A Fakeout, or sometimes referred to as a Fake Breakout is a sometimes event that can fool investors and lead to significant losses. In essence, a fakeout is when the price of an asset ‘breaks out’ of its presumed value trends, but quickly reverses.
This phrase is often used by Techincal Analysts when attempting to understand an unexpected reversal after an unexpected price hike. Sometimes investors can witness an asset breakout of its expected price point and therefore are encouraged to invest, attempting to capitalize on the new emerging trend. Though these trends can be short-lived, or suspect to outside factors that can quickly turn the new trend around, leading to investors losing value.
Don’t Be Fooled
Clever investors use a host of various factors to improve the profit potential of their portfolios. By combining a host of mathematical formulae, technical indicators, and underlying asset knowledge investors can better predict market trends. Wise market analysis and a clear understanding of interlocking factors such as Resistance, Support, market volume, and depth can aid investors. However, even wise investors can be ‘caught out’ by unexpected market happenstance. Outside factors, sometimes referred to as unsystematic risks, or diversifiable risks can lead to sudden upsets.

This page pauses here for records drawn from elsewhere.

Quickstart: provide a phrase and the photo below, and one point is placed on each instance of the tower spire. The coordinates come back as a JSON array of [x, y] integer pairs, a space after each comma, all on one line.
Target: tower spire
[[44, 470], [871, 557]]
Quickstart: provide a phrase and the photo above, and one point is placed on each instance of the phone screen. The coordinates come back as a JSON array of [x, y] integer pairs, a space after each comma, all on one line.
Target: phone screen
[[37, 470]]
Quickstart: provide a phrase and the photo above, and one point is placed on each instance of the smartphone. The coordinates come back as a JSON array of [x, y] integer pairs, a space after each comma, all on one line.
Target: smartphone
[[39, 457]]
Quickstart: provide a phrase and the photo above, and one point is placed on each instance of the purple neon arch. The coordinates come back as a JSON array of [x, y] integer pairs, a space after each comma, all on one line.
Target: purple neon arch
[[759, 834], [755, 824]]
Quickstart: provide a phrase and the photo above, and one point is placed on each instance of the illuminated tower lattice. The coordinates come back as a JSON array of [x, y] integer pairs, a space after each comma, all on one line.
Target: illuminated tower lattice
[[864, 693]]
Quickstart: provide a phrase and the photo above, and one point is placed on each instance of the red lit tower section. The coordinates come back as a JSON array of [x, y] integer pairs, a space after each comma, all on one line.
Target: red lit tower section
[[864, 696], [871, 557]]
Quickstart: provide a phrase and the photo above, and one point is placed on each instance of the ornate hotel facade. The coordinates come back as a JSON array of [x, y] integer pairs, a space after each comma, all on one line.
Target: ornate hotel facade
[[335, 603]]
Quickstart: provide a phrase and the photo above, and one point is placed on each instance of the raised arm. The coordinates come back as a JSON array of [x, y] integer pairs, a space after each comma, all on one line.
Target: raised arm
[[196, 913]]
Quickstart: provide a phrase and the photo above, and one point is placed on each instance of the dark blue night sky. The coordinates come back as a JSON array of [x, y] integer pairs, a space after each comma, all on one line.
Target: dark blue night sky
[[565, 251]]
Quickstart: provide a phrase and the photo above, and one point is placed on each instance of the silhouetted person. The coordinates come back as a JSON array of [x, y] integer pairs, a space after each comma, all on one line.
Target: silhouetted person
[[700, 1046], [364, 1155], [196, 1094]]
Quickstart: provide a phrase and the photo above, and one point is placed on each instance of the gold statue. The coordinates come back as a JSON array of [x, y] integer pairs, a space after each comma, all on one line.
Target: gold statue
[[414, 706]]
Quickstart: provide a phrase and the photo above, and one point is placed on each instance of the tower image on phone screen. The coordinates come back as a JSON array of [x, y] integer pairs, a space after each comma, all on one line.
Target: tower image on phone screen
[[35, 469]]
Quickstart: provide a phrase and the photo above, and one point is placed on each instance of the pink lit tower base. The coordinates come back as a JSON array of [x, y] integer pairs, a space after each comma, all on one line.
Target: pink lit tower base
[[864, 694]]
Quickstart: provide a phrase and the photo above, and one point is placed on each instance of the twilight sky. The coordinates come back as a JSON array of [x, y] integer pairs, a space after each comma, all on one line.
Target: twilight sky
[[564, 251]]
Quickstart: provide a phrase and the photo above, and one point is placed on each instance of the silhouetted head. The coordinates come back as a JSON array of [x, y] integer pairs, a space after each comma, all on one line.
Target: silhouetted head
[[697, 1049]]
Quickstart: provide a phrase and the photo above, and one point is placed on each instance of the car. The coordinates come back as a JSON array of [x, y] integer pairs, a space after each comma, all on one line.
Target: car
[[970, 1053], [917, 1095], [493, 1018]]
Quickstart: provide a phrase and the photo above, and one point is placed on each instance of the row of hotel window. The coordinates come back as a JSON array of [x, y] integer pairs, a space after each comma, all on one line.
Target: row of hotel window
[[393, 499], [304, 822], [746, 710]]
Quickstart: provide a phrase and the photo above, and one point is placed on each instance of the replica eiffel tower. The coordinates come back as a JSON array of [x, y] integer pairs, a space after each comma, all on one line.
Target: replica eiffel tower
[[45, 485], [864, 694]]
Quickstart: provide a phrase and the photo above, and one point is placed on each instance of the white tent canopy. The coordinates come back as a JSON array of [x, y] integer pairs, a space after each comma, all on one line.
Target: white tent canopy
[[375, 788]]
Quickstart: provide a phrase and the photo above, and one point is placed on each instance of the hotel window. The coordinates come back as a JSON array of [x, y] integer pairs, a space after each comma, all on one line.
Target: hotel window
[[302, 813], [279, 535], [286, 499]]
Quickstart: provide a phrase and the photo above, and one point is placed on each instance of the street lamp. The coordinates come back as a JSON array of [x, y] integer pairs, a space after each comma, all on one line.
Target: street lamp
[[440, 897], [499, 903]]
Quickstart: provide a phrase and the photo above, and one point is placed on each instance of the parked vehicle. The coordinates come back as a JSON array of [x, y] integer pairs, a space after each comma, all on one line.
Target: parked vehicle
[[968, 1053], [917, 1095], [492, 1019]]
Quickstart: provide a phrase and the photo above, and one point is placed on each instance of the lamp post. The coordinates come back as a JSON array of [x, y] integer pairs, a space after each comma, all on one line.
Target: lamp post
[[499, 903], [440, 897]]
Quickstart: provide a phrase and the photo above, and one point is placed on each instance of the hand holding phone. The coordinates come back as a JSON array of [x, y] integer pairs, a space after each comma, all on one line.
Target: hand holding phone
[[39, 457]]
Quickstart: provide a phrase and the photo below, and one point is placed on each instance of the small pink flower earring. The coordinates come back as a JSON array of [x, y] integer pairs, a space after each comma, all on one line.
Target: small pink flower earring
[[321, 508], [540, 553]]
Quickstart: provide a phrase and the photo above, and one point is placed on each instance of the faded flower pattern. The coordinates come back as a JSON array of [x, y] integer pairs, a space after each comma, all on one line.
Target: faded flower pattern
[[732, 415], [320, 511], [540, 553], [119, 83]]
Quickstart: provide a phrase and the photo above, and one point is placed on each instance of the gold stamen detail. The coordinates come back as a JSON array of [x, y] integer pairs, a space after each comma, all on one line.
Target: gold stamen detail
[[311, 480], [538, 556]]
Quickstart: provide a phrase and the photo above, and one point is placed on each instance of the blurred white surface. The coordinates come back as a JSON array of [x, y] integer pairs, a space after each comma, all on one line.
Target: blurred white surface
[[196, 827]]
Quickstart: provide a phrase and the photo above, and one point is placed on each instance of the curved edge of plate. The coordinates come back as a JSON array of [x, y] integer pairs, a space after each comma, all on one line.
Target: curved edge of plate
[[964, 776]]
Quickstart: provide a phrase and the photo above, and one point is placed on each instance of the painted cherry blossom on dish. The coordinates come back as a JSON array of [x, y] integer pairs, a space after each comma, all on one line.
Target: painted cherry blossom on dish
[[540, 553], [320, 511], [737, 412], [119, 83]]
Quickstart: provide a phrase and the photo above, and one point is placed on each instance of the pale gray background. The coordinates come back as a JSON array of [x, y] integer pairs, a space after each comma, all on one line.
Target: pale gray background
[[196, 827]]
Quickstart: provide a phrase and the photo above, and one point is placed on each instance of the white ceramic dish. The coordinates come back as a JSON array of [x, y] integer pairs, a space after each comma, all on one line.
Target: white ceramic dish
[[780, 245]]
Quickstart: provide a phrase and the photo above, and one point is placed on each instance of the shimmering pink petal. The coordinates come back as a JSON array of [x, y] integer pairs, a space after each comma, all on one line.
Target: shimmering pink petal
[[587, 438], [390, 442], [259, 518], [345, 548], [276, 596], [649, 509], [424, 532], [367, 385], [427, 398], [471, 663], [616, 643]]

To offset this potential investors will employ, not only depth full market trend analysis but also investment contingency plans. One means of avoiding fakeout losses is to create stop-loss positions on one’s investments. Effectively limiting the absolute amount of losses one can incur on their investment by placing a sell order, on a particular price point. Wise market positioning can turn a potential devasting loss, into a relatively small upset.
Another way of offsetting this potential for loss is for investors to maintain diversified portfolios. Diversified portfolios are better insulated from the potential losses found from sudden asset fakeouts.